Clinical Scorecard: Reattachment of Tuberosities in Reverse Shoulder Arthroplasty for Proximal Humerus Fractures: A Two-Year Prospective Cohort Analysis
At a Glance
Category
Detail
Condition
Proximal Humerus Fractures
Key Mechanisms
Reverse shoulder arthroplasty enhances deltoid lever arm function and improves shoulder motion.
Target Population
Older adults with acute displaced or dislocated proximal humerus fractures.
Care Setting
Acute care hospitals performing orthopedic surgeries.
Key Highlights
Greater tuberosity healing is crucial for optimal outcomes in reverse shoulder arthroplasty.
A simplified refixation technique using two strong sutures was evaluated.

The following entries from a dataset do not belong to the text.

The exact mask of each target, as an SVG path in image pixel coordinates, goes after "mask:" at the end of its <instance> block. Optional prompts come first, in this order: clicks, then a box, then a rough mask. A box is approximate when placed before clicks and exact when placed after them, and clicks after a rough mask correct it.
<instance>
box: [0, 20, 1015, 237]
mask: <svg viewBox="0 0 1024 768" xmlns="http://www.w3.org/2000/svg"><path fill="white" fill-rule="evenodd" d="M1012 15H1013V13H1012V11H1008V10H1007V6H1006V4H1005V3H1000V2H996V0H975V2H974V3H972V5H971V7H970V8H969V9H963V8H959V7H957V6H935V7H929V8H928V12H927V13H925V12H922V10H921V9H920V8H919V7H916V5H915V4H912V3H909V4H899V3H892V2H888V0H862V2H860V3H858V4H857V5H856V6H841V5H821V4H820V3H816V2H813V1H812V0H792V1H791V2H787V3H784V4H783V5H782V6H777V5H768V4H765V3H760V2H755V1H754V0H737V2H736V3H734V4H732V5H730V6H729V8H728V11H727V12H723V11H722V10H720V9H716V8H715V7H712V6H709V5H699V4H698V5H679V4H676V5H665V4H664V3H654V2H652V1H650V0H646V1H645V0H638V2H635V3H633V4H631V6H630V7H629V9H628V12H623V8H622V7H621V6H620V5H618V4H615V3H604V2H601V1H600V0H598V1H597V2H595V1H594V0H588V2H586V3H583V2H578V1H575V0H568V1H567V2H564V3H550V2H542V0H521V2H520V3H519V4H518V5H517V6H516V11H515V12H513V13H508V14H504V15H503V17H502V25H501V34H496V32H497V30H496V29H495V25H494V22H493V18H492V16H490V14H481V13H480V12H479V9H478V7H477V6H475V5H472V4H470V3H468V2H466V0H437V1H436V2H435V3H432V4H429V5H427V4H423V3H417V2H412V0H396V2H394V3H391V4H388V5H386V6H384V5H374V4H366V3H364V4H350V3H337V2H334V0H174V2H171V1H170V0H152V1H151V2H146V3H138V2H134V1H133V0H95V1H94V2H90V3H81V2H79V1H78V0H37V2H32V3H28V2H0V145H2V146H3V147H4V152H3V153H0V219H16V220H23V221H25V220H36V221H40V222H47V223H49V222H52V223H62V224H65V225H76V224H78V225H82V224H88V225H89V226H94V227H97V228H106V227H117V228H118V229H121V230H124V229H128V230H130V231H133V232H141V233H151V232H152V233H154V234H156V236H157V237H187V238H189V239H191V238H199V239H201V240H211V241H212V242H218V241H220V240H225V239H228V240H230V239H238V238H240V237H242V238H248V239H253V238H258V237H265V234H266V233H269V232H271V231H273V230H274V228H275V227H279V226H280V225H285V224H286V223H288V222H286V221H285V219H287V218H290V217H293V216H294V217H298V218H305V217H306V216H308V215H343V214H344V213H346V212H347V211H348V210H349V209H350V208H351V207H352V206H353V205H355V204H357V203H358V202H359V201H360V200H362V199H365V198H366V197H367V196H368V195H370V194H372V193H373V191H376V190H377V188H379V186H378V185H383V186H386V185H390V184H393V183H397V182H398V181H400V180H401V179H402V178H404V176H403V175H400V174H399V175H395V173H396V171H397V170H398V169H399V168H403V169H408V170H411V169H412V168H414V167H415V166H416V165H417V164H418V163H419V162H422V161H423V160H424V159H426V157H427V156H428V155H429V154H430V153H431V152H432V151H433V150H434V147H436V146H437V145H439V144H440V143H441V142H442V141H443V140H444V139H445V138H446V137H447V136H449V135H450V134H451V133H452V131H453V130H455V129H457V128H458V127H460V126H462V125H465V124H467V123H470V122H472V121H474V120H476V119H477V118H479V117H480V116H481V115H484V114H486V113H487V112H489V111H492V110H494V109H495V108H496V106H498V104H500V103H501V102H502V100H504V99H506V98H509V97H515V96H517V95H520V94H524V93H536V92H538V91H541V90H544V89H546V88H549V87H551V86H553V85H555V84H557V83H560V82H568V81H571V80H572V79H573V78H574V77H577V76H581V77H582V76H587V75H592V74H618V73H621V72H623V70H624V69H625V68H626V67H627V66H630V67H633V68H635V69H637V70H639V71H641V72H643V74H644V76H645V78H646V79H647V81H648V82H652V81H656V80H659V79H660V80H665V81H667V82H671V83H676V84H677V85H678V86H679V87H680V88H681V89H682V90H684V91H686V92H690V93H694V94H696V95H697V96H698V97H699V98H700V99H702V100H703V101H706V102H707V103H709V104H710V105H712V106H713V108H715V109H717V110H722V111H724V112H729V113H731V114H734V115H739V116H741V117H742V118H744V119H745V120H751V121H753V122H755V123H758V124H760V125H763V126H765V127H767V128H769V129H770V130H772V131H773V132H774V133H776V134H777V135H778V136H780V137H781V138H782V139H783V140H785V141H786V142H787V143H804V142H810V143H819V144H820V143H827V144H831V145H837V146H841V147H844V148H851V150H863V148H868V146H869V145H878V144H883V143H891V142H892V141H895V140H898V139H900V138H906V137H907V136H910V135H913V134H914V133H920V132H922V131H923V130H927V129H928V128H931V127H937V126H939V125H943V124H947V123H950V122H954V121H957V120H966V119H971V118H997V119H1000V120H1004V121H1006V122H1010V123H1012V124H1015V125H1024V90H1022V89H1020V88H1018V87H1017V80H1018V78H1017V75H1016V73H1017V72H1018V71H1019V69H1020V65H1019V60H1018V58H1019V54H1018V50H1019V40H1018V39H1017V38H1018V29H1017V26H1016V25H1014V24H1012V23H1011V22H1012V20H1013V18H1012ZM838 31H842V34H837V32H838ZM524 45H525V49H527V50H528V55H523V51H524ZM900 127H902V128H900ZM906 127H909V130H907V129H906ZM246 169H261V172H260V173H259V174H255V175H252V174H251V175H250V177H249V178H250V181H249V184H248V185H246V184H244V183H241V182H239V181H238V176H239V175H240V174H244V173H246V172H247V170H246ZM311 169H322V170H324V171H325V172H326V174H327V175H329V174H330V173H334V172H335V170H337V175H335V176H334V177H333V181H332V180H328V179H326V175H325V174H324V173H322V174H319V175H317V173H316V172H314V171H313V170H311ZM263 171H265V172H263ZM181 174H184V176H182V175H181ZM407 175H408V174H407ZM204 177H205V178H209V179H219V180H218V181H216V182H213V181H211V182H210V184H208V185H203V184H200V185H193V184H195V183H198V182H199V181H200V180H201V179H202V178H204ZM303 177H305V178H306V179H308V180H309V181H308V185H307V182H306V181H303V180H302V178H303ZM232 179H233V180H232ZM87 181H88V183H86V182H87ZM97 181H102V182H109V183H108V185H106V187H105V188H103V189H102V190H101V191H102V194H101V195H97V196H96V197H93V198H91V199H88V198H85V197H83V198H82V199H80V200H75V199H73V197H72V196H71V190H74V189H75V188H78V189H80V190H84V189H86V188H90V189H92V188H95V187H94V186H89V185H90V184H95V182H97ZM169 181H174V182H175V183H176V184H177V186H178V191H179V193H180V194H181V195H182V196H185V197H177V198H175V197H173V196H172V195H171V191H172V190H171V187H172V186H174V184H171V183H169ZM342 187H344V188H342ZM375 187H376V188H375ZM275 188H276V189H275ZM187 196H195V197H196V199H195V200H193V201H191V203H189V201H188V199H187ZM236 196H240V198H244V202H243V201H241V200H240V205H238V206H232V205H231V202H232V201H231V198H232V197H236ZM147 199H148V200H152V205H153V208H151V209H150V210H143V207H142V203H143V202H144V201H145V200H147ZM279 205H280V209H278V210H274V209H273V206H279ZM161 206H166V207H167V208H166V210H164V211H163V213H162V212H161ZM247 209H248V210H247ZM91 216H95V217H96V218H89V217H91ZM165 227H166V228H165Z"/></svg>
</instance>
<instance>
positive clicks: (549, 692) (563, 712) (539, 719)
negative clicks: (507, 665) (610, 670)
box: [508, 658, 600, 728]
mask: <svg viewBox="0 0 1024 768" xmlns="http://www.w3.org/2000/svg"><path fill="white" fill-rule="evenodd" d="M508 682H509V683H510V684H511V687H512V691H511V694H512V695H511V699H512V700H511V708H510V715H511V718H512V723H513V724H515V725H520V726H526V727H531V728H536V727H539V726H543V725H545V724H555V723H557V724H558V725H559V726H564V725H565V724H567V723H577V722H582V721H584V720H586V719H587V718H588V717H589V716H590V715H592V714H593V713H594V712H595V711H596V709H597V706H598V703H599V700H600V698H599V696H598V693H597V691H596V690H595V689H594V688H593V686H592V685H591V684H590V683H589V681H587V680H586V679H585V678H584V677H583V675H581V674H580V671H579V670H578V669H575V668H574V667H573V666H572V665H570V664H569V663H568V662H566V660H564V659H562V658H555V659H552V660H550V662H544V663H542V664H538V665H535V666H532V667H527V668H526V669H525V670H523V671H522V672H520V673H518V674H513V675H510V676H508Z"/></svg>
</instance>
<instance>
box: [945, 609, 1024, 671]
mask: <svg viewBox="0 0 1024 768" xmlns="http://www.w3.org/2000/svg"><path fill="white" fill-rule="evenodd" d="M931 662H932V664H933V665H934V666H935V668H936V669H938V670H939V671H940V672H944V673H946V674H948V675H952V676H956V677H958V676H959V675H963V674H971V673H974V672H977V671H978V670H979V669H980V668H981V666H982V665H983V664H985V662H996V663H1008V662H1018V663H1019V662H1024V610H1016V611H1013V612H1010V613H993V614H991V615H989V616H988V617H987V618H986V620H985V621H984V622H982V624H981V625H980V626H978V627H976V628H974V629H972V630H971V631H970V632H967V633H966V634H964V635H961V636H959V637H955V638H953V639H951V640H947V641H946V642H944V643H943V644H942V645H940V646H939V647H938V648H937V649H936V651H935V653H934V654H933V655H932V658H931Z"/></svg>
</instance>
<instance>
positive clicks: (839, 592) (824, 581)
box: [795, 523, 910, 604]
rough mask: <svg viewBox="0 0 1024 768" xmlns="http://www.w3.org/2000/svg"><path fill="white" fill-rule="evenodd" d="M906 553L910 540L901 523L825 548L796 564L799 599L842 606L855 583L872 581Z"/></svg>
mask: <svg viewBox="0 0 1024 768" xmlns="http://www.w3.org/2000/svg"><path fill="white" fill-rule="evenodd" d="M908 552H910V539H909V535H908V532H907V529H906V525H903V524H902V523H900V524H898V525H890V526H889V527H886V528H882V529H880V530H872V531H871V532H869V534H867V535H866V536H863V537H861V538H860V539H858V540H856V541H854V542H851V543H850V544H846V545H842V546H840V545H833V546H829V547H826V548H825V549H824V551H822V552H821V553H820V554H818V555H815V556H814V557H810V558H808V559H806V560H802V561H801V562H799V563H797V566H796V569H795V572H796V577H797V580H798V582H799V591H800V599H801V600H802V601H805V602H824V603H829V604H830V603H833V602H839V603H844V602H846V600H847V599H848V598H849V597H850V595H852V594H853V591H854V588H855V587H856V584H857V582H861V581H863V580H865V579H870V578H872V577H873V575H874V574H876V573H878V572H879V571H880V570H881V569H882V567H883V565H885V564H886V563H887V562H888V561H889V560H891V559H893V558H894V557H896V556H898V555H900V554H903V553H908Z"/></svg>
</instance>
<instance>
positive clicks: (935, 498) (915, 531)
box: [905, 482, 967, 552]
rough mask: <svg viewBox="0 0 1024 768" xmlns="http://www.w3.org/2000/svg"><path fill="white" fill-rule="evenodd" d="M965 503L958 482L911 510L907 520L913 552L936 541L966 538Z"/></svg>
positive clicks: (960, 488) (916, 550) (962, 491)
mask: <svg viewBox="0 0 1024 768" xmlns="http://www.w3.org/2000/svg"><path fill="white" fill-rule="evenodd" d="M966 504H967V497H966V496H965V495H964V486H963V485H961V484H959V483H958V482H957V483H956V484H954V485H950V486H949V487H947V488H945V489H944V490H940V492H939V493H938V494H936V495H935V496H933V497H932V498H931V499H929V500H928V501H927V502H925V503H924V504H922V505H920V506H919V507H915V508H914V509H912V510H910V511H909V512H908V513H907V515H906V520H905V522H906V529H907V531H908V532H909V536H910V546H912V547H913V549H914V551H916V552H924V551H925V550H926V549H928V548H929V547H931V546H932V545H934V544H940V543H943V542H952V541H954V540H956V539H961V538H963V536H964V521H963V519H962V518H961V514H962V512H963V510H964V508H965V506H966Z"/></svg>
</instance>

Anatomical refixation may improve external rotation and reduce complications.
Guideline-Based Recommendations
Diagnosis
Evaluate osteoporosis status preoperatively using the Deltoid Tuberosity Index.
Management
Use the Global Unite Fracture Reverse System for tuberosity refixation.
Monitoring & Follow-up
Assess radiologic greater tuberosity healing and clinical outcomes at follow-up.
Risks
Consider potential complications related to cement use in osteoporotic bone.
Patient & Prescribing Data
Patients with acute displaced or dislocated two-, three-, and four-part fractures.
The two-suture construct may facilitate easier adoption by less-experienced surgeons.
Clinical Best Practices
Preserve rotator cuff tissue attached to the greater tuberosity during fixation.
Perform meticulous dissection and preparation of the greater tuberosity.
Researchers urge caution in interpreting joint replacement predictors, noting that surgery reflects access and decision-making as well as disease biology.